Digitale PKV-/PV-Daten ab 2026
Digitale PKV-/PV-Daten ab 2026: Was Arbeitgeber jetzt wissen müssen
Ab dem Jahr 2026 wird ein weiterer großer Schritt in Richtung Digitalisierung der Lohnabrechnung umgesetzt: Der Nachweis privater Kranken- und Pflegeversicherungsbeiträge wird vollständig elektronisch abgewickelt. Papierbescheinigungen gehören damit weitgehend der Vergangenheit an.

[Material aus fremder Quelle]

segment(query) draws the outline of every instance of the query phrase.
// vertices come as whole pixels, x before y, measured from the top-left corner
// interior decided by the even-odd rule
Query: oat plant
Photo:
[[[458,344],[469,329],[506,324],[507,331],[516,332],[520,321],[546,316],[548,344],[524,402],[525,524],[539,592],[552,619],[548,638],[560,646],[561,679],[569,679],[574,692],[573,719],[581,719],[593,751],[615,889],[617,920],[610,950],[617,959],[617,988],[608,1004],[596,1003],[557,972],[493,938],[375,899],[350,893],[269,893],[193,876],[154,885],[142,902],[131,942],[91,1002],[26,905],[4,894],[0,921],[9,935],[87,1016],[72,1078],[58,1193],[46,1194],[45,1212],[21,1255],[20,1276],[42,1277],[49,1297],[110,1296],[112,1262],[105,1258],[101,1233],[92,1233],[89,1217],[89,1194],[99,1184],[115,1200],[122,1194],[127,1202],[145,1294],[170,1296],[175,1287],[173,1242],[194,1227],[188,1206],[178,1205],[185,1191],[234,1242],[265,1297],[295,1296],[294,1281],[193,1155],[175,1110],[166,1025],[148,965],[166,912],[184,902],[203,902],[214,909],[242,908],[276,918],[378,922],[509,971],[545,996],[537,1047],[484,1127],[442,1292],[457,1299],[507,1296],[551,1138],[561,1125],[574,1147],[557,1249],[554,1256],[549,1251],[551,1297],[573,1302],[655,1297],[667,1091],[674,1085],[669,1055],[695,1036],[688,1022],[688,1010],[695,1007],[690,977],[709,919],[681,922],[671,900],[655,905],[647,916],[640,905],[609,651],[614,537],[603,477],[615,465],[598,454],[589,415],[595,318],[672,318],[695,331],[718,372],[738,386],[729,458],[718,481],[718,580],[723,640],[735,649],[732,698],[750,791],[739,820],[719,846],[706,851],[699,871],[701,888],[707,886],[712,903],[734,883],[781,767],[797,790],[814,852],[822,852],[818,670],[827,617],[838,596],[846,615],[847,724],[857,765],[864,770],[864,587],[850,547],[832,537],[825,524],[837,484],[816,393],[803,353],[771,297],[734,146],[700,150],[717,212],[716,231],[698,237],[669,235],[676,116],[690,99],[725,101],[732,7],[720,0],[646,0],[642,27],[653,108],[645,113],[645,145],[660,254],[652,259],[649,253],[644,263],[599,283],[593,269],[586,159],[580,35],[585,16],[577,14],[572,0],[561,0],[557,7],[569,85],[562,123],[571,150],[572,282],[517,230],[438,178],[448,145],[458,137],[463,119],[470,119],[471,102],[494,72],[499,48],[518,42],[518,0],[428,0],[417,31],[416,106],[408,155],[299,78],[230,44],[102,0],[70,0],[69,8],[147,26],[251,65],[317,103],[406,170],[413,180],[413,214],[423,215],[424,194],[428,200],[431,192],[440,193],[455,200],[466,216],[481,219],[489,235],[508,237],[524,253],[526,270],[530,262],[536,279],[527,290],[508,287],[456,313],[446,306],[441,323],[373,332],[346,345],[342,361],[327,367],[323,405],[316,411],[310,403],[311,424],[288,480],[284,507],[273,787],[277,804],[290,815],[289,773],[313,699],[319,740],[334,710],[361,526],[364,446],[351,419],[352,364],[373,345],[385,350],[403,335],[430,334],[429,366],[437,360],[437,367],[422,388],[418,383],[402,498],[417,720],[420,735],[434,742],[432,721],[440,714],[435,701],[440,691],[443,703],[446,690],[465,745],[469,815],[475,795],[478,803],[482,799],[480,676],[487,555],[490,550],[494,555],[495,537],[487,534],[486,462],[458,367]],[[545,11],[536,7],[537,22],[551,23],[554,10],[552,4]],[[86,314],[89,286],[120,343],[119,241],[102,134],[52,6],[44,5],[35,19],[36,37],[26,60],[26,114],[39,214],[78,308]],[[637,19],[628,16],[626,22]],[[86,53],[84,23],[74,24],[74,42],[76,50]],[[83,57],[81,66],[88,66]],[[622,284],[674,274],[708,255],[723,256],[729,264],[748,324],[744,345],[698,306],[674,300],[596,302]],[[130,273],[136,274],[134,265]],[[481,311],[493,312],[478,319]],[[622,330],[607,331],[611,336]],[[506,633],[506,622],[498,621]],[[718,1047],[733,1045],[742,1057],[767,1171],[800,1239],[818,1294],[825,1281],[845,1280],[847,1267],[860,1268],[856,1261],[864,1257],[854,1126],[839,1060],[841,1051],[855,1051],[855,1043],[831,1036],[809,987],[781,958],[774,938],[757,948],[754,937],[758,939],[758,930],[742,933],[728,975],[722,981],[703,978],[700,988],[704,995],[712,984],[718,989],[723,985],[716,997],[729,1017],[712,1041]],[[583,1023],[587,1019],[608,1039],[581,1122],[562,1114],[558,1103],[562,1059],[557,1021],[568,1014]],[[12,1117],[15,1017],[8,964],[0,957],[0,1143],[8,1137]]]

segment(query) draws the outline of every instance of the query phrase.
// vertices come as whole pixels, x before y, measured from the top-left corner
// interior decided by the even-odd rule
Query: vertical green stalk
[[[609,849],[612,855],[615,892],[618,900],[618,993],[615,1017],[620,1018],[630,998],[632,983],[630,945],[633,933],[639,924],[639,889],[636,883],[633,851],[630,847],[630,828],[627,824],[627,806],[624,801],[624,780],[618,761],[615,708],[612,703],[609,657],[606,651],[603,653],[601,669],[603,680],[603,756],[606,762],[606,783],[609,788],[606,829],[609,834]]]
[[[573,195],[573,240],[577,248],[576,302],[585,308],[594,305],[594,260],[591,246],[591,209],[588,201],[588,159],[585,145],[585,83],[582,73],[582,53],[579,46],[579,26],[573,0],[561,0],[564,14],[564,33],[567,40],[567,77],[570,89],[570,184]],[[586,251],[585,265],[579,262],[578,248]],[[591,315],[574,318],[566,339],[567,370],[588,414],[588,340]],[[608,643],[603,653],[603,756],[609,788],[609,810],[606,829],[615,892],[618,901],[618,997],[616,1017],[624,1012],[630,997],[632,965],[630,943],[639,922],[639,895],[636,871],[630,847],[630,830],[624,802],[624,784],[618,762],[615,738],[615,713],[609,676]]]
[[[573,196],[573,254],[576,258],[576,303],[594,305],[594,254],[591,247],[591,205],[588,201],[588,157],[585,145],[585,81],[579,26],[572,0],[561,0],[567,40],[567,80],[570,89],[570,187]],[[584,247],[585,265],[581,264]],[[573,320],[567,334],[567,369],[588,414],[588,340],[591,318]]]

Für Arbeitgeber bedeutet das: weniger Verwaltungsaufwand – aber auch neue Pflichten und klare Vorgaben.
Warum gibt es das neue Verfahren? – Hintergrund
Arbeitnehmer, die über der Jahresarbeitsentgeltgrenze liegen, können sich privat krankenversichern. Für 2026 gelten folgende Werte:
- Allgemeine JAEG: 77.400 €
- Besondere JAEG: 69.750 €
Privatversicherte Arbeitnehmer erhalten einen Arbeitgeberzuschuss nach § 257 Abs. 2 SGB V, ähnlich dem Arbeitgeberanteil in der gesetzlichen Krankenversicherung.
Arbeitgeberzuschuss 2026 (maximal):
- Krankenversicherung: 496,97 € monatlich
- Pflegeversicherung: 104,63 € bzw. 75,56 € in Sachsen
- Immer höchstens die Hälfte des tatsächlichen Beitrags
Ab 2026: Digitaler Datenaustausch über ELStAM
Die privaten Krankenversicherungen übermitteln ab 2026 alle relevanten Daten direkt an das Bundeszentralamt für Steuern (BZSt).
Von dort gelangen sie automatisch in die ELStAM-Daten des Arbeitnehmers – und damit in die Lohnabrechnung.
Das bedeutet:
- Arbeitnehmer müssen keine Papiernachweise mehr vorlegen.
- Arbeitgeber dürfen ausschließlich die in ELStAM hinterlegten Werte verwenden.
- Fehlerhafte Daten müssen direkt mit der PKV geklärt werden.
Welche Daten werden übermittelt?
- Die monatlichen Beiträge, die der Versicherungsnehmer für sich und mitversicherte Personen zahlt
- Für Ehepartner oder Kinder werden keine separaten Werte gemeldet – sie werden dem Versicherungsnehmer zugeordnet.
Fristen für die Datenübermittlung
- Bis 20. November: PKV meldet die Daten für das Folgejahr an das BZSt
- Im Dezember: Arbeitgeber erhalten die aktualisierten ELStAM
- Bei Neuverträgen: Daten müssen sofort übermittelt werden
- Bei Beitragsänderungen: Meldung gleichzeitig mit der Information an den Versicherten
Übergangsregelung 2026–2027: Wann Papier noch erlaubt ist
Papierbescheinigungen sind ab 2026 nur noch in Ausnahmefällen zulässig:
- technische Fehler beim Datenaustausch
- falsche oder fehlende Daten der PKV
- kein Widerspruch des Arbeitnehmers gegen die Datenübermittlung
In diesen Fällen dürfen Arbeitgeber bis Ende 2027 eine Ersatzbescheinigung berücksichtigen (BMF 03.06.2025, Rz. 107).
Wichtig:
Wenn der Arbeitnehmer der Datenübermittlung widersprochen hat, ist keine Papierbescheinigung zulässig.
Für die Lohnabrechnung bedeutet das:
Mehr Automatisierung, weniger Papier – aber höhere Anforderungen an Datenqualität und Kontrolle.